Sorry, but you're simply wrong. You can read the answer I gave. You can read the answer Colin Wright gave. You can trust that we both have math degrees and know what we are talking about. Or, aw heck, you can try it with an actual program at https://www.perlmonks.org/?node_id=39630. (Yes, I wrote that piece of hackery about a decade ago.)
I don't actually care how you convince yourself. But the explanation is right. If your random number is outside of the range, you've got even odds. If it is inside of the range, you've got 100% odds. As long as there is a positive probability of being between, you've got strictly better than even, by half of the probability of being between.
Many, many distributions guarantee positive odds of being in between. The one I chose for my program was:
(log(rand) * (flip_coin() ? 10 : -10 ))
Which is the log of a random number between 0 and 1, times 10 times + or - with even odds. The various factors were chosen to fit well with normal human choices that most seek to test it with.That code has the same problem that Colin Wright's explanation does.
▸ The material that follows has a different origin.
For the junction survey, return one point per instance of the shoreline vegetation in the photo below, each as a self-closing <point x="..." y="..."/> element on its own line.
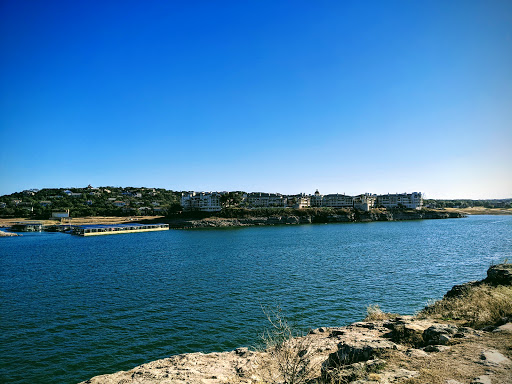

Your computation of the success rate explicitly uses the fact that you're between the two values, but till you've seen the second value you can't possibly know whether you are or are not and thus can't adjust your guess based on that fact.
You're correct. I realized that I completely misunderstoond the original problem after reading McDonnell's paper more carefully.
I thought you meant the strategy can make the winning chance always >50% even after the player opens the first envelope, which isn't possible.
However you actually meant the strategy can make the expected winning chance >50% before the player opens the first envelope, for any well-defined distribution of real number, even the distribution is not known to the player, which now I realize is true.
(I haven't thought through some edge case like Cantor distribution, but now I incline to it's true not just for "many distributions". Of course for a discrete distributions, we need to specifiy the two envelopes can't have the same number. Besides that, it seems to hold true for any distribution?)